In recent years, I have stressed the erosion of the conditions on which the case for free trade rests. Production functions based on acquired knowledge lack the uniqueness required for the operation of comparative advantage, and the international mobility of capital and technology allows those factors of production to seek absolute advantage abroad in skilled, disciplined, low-cost labor. The real conditions in the world today no longer conform to the assumptions of free trade theory.
Thus, once world socialism collapsed and the high-speed Internet was up and running, First World living standards were no longer protected by unique accumulations of capital and technology. The changed conditions made it possible for American companies to use employees drawn from large excess supplies of foreign labor as cheaper substitutes for American employees.
The difference in labor cost is massive. Anyone who says the difference is irrelevant has no idea what he is talking about.

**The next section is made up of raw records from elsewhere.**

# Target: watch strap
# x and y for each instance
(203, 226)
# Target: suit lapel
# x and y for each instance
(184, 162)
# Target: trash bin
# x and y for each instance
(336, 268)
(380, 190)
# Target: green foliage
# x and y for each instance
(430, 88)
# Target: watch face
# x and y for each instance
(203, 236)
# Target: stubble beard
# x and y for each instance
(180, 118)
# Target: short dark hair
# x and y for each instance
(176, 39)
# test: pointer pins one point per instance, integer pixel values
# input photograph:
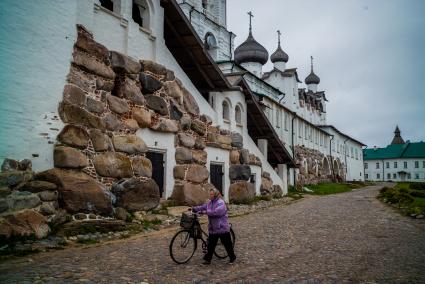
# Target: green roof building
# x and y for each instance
(399, 161)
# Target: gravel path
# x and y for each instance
(343, 238)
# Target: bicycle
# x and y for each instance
(185, 242)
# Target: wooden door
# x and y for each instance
(157, 160)
(216, 176)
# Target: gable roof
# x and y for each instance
(287, 73)
(396, 151)
(341, 133)
(189, 51)
(259, 127)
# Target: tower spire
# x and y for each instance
(250, 21)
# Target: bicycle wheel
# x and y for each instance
(220, 250)
(182, 247)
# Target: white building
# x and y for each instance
(269, 110)
(297, 114)
(399, 161)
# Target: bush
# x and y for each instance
(417, 186)
(417, 193)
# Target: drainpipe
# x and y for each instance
(330, 154)
(383, 171)
(293, 147)
(190, 14)
(345, 157)
(230, 46)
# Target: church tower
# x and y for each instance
(279, 57)
(397, 137)
(250, 54)
(312, 80)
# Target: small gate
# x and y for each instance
(157, 160)
(216, 176)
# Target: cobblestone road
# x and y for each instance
(343, 238)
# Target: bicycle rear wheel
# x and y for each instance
(220, 250)
(182, 246)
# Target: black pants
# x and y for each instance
(225, 240)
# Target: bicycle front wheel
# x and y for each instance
(182, 247)
(220, 251)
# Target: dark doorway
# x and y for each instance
(216, 176)
(157, 160)
(108, 4)
(137, 15)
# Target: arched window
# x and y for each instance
(226, 111)
(140, 13)
(108, 4)
(204, 4)
(210, 41)
(238, 114)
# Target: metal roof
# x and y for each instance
(189, 51)
(396, 151)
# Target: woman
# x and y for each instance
(218, 225)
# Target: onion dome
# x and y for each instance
(279, 55)
(250, 50)
(397, 137)
(312, 78)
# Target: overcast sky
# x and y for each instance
(369, 55)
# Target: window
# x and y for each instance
(226, 111)
(238, 114)
(210, 41)
(204, 4)
(140, 13)
(108, 4)
(300, 129)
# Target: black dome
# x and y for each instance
(279, 55)
(251, 51)
(312, 79)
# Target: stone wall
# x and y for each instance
(100, 163)
(315, 167)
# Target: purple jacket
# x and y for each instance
(216, 210)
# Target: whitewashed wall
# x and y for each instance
(36, 43)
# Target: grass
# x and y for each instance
(253, 200)
(332, 188)
(88, 242)
(408, 197)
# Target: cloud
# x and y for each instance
(368, 54)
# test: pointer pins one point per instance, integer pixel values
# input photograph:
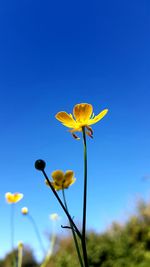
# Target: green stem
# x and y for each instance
(73, 232)
(37, 232)
(52, 243)
(12, 235)
(20, 253)
(84, 201)
(62, 205)
(12, 226)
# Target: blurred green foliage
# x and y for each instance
(123, 245)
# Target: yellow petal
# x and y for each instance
(98, 117)
(82, 112)
(13, 198)
(24, 210)
(67, 183)
(66, 119)
(58, 176)
(56, 187)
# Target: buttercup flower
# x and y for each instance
(13, 198)
(83, 116)
(62, 180)
(24, 210)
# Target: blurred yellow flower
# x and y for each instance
(62, 180)
(83, 116)
(20, 245)
(24, 210)
(13, 198)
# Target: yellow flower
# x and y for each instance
(83, 116)
(24, 210)
(13, 198)
(20, 245)
(62, 180)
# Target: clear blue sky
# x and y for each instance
(53, 55)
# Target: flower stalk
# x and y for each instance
(61, 203)
(73, 232)
(84, 200)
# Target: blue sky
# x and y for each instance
(54, 55)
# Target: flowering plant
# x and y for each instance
(80, 121)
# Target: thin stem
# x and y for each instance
(20, 253)
(37, 232)
(84, 200)
(73, 232)
(12, 234)
(62, 205)
(52, 243)
(12, 226)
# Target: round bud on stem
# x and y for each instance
(40, 164)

Nevertheless, as I emphasized three decades ago prior to Asia becoming an alternative manufacturing location for U.S. companies, the United States is severely disadvantaged for tax reasons, as well. Because of tax reasons, the United States has a high cost of capital.
The American Producers Council Coalition recently stated the problem to the President’s Advisory Panel on Federal Tax Reform. Every major trading partner of the United States, including every other OECD country and China, relies on border-adjusted taxes that abate taxes on their exports to the United States, while taxing U.S. goods imported from the United States.
This discrimination is reinforced by the U.S. tax system, which imposes no appreciable tax burden on foreign goods and services sold in the United States, but imposes a heavy tax burden on U.S. producers of goods and services regardless of whether they are sold within the United States or exported to other countries.
The solution is to abandon the income tax and replace it with a value-added or sales tax, or even tariffs.
The Founding Fathers based U.S. finances on the tariff. They did this because they understood that an income tax was a form of enserfment or slavery. A free person is a person who owns his own labor. Income taxes mean that the government owns a share of each person’s labor, just as feudal lords owned a share of the peasants’ labor.
Tariffs also help a country develop its industry by protecting its products from competition from lower-cost producers abroad.
The Founding Fathers’ system of finance was overturned by those who believed tariffs fell heavily on the poor while benefiting rich manufacturers. An income tax was seen as a fairer distribution of the tax burden and as the way toward more equality in the distribution of income. A long political-ideological struggle ensued that overthrew the tariff system and re-enserfed the American population.
Today, the income distribution is more unequal than ever, but every person who earns is enserfed to the state. If you, gentle reader, think you are not a serf, see what happens if you claim the products of your labor as your own and refuse to pay income tax.
No rational purpose is served by the present U.S. tax system.
A real tax reform would no doubt save some remaining parts of American manufacturing, some U.S. jobs and some union representation.
However, just as free trade economists have turned a conditional policy into a dogma, the liberal-left have made the income tax a fighting matter. U.S. prosperity is unlikely to survive a wrong-headedness that exists across the political spectrum.